Israeli air defences intercepted three waves of Iranian missile fire early Thursday, resulting in several light injuries in the Tel Aviv area.
There is a fence across this road of modern diplomacy: the one that says, “If you do not like a custom, tear it down and build something better.” The modern man sees it as a barrier to progress; the wiser man sees it as the only thing keeping progress from tearing down the world. Let us stand before this fence and ask, not whether it is old, but why it was built in the first place.
We have just witnessed a night in Tel Aviv where missiles - three waves of them - were met by air defences, and light injuries followed. The experts, in their wisdom, have already drawn their conclusions: deterrence is failing, alliances are fraying, the old order is crumbling, and someone must do something. What they mean by “do something” is almost always: remove the fence. Remove the old boundaries, the old alliances, the old rituals of retaliation and restraint. They propose to tear down the fence of mutual deterrence, the fence of proportional response, the fence of “we do not strike unless struck” - and in its place, they would erect something rational, something efficient, something that makes sense to people who have studied international relations at Oxford and forgotten why people need peace at all.
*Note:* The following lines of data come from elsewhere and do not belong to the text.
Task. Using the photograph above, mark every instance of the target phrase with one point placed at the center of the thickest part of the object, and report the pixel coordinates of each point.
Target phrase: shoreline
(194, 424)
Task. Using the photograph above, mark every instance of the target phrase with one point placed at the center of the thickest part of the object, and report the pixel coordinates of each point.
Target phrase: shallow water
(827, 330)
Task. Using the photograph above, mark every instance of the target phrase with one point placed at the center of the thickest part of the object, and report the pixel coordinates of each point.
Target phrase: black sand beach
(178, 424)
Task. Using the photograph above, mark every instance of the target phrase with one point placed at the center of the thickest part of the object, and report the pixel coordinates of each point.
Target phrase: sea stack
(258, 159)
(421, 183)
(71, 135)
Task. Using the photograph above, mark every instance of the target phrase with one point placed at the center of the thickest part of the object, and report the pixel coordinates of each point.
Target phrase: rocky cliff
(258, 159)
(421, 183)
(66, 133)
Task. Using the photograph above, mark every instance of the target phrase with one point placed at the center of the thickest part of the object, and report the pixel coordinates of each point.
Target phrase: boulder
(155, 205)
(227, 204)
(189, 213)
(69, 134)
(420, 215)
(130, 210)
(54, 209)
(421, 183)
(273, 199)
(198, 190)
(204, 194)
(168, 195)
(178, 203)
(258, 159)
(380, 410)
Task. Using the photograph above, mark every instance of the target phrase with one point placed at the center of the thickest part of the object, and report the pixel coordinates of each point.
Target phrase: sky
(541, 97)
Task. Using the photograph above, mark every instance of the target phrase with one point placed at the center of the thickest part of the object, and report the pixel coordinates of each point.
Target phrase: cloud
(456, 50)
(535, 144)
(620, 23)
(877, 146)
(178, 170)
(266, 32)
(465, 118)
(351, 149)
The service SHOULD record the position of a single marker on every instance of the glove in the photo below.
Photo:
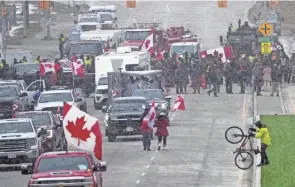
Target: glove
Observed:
(251, 134)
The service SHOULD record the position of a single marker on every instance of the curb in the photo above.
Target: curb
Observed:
(257, 142)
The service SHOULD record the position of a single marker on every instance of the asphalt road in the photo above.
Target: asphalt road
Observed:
(197, 154)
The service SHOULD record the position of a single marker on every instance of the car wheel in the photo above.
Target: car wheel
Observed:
(111, 138)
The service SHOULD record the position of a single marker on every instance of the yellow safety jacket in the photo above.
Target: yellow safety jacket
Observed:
(87, 62)
(263, 134)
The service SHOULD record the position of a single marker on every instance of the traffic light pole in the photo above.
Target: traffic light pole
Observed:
(4, 26)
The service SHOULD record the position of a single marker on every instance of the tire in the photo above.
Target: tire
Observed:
(230, 135)
(111, 138)
(244, 157)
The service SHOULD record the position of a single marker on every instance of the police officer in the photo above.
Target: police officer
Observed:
(195, 76)
(62, 41)
(24, 60)
(38, 60)
(214, 80)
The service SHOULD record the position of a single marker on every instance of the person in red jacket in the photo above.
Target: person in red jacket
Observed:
(146, 136)
(162, 130)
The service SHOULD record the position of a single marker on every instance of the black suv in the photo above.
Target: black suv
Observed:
(11, 101)
(124, 116)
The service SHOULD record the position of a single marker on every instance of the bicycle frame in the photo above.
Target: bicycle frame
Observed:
(242, 148)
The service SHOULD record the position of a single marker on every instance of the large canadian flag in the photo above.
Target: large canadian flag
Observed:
(151, 116)
(148, 44)
(82, 130)
(225, 51)
(178, 104)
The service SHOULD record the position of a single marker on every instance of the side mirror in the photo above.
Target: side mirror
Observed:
(78, 99)
(24, 94)
(104, 109)
(26, 170)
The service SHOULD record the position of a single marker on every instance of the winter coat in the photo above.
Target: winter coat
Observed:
(145, 128)
(162, 125)
(267, 74)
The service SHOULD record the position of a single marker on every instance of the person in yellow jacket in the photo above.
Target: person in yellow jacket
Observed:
(263, 134)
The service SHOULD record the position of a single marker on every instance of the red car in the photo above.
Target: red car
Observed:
(73, 168)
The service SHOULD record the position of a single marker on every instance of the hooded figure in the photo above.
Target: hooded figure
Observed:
(162, 132)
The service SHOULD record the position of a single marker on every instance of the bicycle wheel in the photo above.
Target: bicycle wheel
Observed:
(244, 160)
(234, 135)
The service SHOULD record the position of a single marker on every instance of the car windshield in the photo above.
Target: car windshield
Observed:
(63, 163)
(38, 119)
(55, 97)
(136, 35)
(183, 48)
(106, 17)
(103, 81)
(8, 92)
(86, 48)
(128, 105)
(26, 68)
(16, 127)
(88, 19)
(148, 94)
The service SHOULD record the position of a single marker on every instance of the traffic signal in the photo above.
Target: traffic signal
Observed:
(131, 3)
(4, 11)
(222, 3)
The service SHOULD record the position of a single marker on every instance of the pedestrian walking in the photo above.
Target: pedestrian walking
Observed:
(146, 136)
(263, 134)
(162, 131)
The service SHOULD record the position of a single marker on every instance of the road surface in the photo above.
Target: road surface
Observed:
(197, 154)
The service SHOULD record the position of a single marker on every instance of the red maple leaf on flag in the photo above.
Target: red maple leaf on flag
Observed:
(77, 131)
(147, 44)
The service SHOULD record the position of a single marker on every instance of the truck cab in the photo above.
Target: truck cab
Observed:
(72, 168)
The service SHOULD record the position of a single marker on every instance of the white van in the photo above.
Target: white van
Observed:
(115, 36)
(122, 60)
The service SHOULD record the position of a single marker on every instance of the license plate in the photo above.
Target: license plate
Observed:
(11, 155)
(129, 129)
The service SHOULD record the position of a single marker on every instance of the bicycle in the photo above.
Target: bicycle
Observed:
(243, 154)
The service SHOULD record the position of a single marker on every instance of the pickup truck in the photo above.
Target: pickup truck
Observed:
(73, 168)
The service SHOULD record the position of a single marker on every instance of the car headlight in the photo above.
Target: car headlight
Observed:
(32, 141)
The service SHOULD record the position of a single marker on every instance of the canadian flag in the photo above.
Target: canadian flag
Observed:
(148, 44)
(82, 130)
(178, 104)
(151, 116)
(46, 67)
(226, 52)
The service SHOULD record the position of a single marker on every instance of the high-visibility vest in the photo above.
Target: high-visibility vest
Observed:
(87, 62)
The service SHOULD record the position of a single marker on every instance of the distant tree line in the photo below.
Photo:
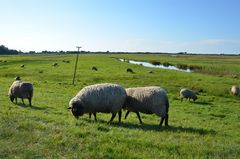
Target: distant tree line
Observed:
(5, 51)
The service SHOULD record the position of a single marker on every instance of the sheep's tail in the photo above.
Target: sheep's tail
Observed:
(30, 93)
(167, 105)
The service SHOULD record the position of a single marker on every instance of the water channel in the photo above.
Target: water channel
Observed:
(147, 64)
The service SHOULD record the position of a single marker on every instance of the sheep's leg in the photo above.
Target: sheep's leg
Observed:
(95, 116)
(119, 116)
(127, 114)
(166, 120)
(23, 102)
(30, 101)
(139, 118)
(113, 116)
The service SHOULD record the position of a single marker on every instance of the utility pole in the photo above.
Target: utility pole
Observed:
(78, 47)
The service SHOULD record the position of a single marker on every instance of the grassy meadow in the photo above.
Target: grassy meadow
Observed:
(207, 128)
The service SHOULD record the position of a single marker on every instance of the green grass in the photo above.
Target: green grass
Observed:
(207, 128)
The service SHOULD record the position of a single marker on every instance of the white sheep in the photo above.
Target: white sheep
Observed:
(235, 90)
(20, 89)
(148, 100)
(105, 98)
(188, 94)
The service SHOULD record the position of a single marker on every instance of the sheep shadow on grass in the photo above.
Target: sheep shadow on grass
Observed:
(32, 107)
(153, 127)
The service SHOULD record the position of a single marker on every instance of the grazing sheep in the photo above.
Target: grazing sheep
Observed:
(105, 98)
(20, 89)
(94, 68)
(55, 64)
(235, 90)
(130, 70)
(188, 94)
(148, 100)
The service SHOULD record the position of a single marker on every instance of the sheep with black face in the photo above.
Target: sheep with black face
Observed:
(148, 100)
(20, 89)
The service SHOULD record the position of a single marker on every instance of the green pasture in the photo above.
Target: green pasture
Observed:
(206, 128)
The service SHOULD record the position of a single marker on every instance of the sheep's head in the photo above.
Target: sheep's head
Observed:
(77, 109)
(194, 98)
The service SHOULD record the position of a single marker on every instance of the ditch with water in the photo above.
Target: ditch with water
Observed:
(147, 64)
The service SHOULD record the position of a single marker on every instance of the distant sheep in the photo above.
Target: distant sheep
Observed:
(188, 94)
(130, 70)
(105, 98)
(20, 89)
(94, 68)
(235, 90)
(148, 100)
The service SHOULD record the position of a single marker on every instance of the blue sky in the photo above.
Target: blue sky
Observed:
(197, 26)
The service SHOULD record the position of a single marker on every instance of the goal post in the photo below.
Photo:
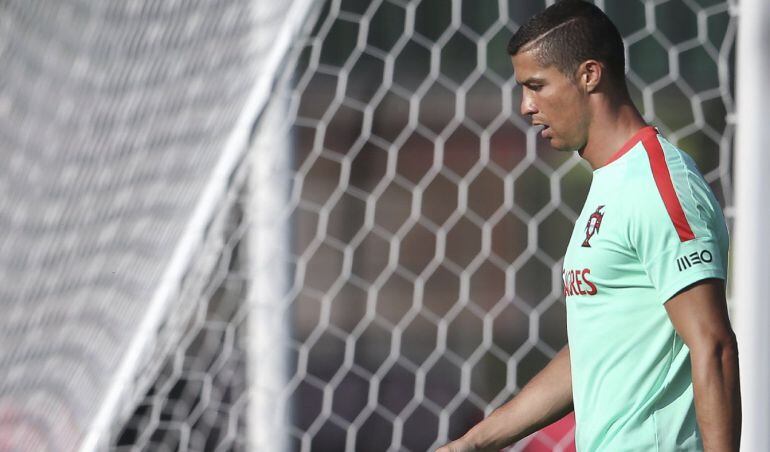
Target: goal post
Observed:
(752, 221)
(306, 225)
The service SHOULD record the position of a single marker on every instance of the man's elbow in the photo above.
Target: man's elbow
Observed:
(722, 347)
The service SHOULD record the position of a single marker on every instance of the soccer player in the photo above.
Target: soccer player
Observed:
(651, 362)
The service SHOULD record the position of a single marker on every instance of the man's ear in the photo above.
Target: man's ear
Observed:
(590, 75)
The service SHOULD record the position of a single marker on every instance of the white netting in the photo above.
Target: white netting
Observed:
(399, 244)
(385, 265)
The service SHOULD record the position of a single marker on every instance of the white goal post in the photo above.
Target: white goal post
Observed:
(323, 224)
(752, 221)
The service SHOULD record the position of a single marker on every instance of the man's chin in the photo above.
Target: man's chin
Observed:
(560, 145)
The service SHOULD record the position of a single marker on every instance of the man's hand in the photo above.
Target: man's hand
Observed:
(459, 445)
(544, 400)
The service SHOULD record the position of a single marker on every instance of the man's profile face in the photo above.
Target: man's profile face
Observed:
(551, 99)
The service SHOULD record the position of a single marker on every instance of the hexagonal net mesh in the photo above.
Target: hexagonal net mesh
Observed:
(388, 266)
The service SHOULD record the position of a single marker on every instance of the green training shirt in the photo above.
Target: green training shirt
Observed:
(650, 227)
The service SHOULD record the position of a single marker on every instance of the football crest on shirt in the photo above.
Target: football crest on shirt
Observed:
(593, 225)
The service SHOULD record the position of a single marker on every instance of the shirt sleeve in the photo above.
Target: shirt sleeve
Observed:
(679, 246)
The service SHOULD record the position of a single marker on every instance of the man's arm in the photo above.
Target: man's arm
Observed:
(699, 314)
(544, 400)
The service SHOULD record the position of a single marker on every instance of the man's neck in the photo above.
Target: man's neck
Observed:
(609, 130)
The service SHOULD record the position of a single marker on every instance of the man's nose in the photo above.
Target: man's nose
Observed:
(527, 105)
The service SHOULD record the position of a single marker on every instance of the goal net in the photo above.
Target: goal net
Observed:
(317, 226)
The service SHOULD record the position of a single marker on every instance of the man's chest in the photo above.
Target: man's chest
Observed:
(600, 257)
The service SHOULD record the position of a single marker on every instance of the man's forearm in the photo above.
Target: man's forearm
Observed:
(545, 399)
(717, 396)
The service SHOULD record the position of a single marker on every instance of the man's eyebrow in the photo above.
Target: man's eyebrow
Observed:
(531, 81)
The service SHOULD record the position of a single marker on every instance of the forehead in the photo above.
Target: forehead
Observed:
(527, 67)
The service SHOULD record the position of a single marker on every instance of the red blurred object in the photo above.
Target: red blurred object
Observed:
(557, 433)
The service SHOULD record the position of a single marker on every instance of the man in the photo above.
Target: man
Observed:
(651, 362)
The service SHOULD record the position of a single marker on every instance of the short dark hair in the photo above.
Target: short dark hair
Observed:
(570, 32)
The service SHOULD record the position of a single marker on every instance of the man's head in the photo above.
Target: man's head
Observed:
(562, 56)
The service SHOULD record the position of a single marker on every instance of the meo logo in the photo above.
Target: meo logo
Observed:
(694, 258)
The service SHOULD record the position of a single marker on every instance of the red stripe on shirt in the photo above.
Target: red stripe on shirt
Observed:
(666, 187)
(641, 134)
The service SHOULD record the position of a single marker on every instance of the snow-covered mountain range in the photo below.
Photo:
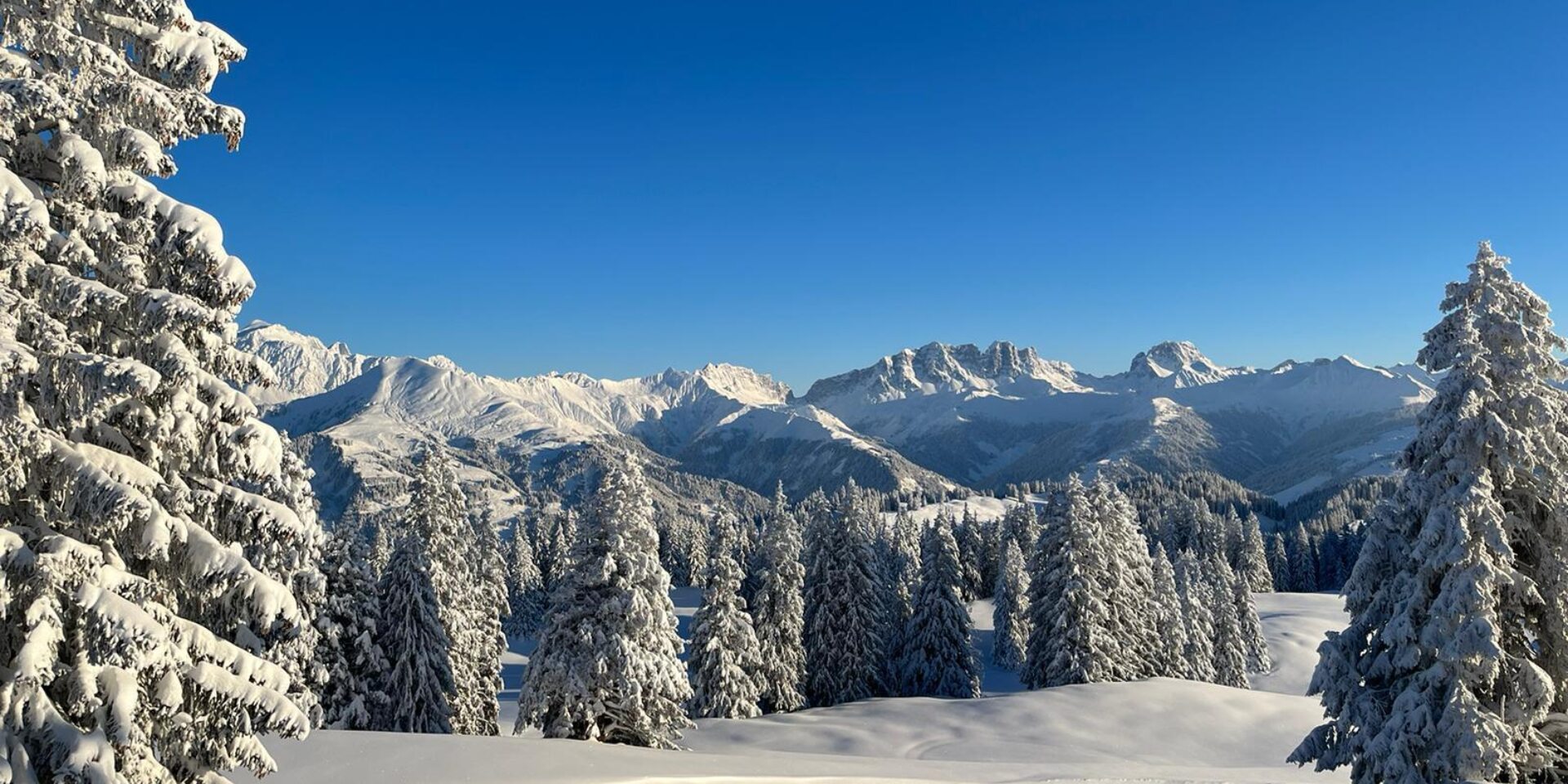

But let us pause. Why was that fence built? Not because nations are naturally warlike - though some are - but because nations are naturally suspicious. And suspicion, when untempered by trust, becomes fear. And fear, when untempered by ritual, becomes action. The fence of deterrence was built not to prevent all war, but to prevent premature war - to give time for reason to return, for the first missile to be followed by a pause, for the pause to be filled not with panic but with consultation. It was built because history had shown, again and again, that the first impulse of a wronged power is rarely the wisest. The fence keeps the first missile from becoming the first catastrophe.
The American President gave a speech, and then missiles flew. This is not a sign that diplomacy is obsolete - it is a sign that diplomacy works as intended: it creates the conditions where a response can be measured, not impulsive. The fence is not in the way of peace - it is the very structure that makes measured peace possible. To tear it down is not to embrace hope, but to surrender the only thing that has ever kept hope alive: the belief that a pause is better than a panic, and that time, however slow, is the only true ally of reason.
The clever man says, “Why not just trust each other?” The wiser man says, “Because trust is not built by decree - it is built by the slow, painful, fence-by-fence construction of reliability.” And if you remove the fence before you understand why it stands, you will not find trust - you will find only the silence after the last missile has fallen, and no one left to hear it.